Decentralized Stochastic Linear-Quadratic Optimal Control with Risk Constraint and Partial Observation

TL;DR

This paper develops a decentralized stochastic LQ control framework with risk constraints and partial observations, providing explicit solutions and stability conditions, and demonstrating effectiveness through numerical examples.

Contribution

It introduces a novel risk-constrained decentralized LQ control model with partial observations and unreliable communication, deriving explicit solutions and stability criteria.

Findings

Explicit solutions for finite and infinite horizon problems.

Necessary and sufficient conditions for mean-square stability.

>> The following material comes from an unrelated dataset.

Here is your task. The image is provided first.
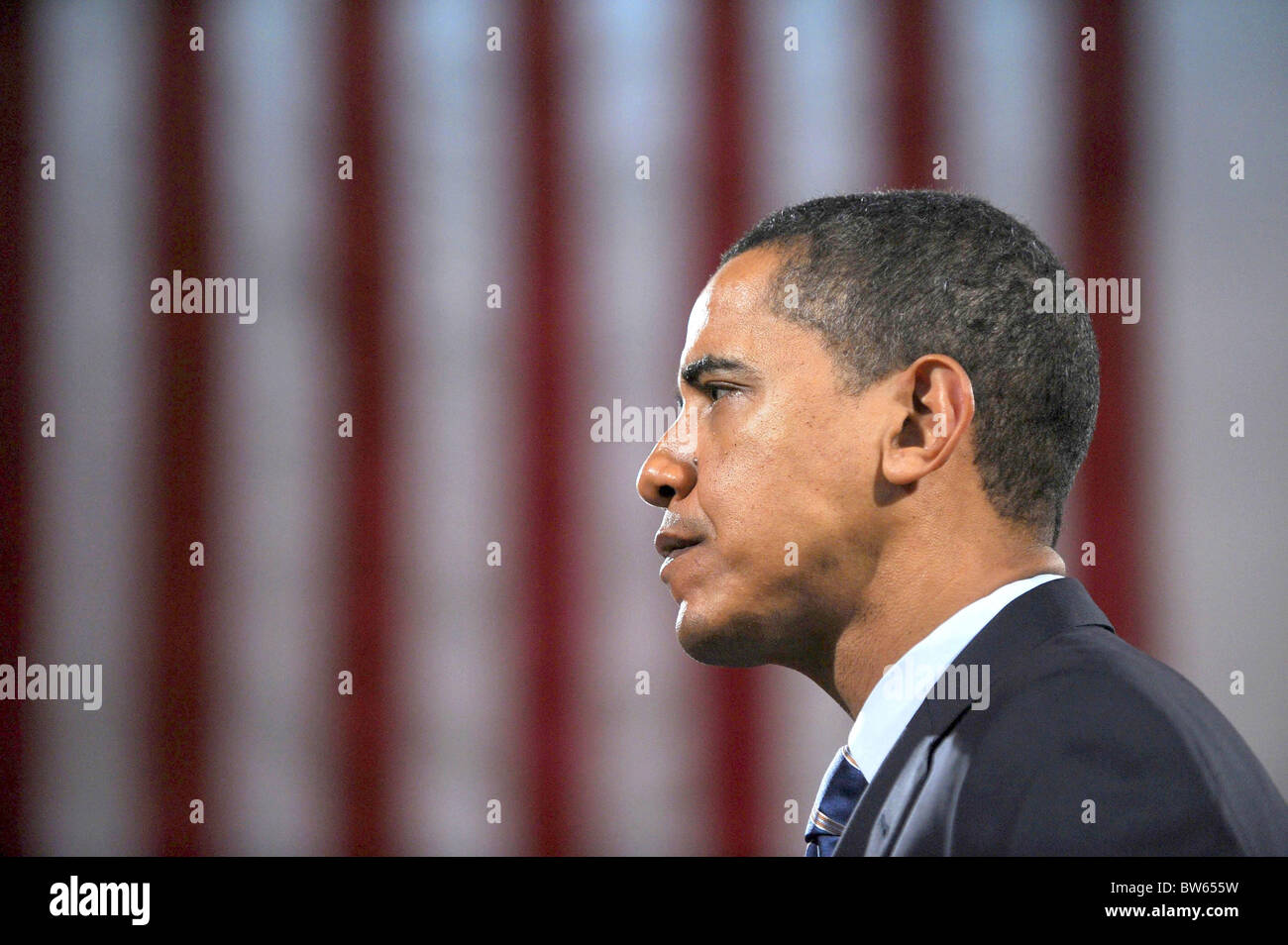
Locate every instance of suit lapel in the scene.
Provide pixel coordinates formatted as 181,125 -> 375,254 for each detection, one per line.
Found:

Effective numerical examples demonstrating the approach.

Abstract

This paper addresses a risk-constrained decentralized stochastic linear-quadratic optimal control problem with one remote controller and one local controller, where the risk constraint is posed on the cumulative state weighted variance in order to reduce the oscillation of system trajectory. In this model, local controller can only partially observe the system state, and sends the estimate of state to remote controller through an unreliable channel, whereas the channel from remote controller to local controllers is perfect. For the considered constrained optimization problem, we first punish the risk constraint into cost function through Lagrange multiplier method, and the resulting augmented cost function will include a quadratic mean-field term of state. In the sequel, for any but fixed multiplier, explicit solutions to finite-horizon and infinite-horizon mean-field decentralized linear-quadratic problems are derived together with necessary and sufficient condition on the mean-square stability of optimal system. Then, approach to find the optimal Lagrange multiplier is presented based on bisection method. Finally, two numerical examples are given to show the efficiency of the obtained results.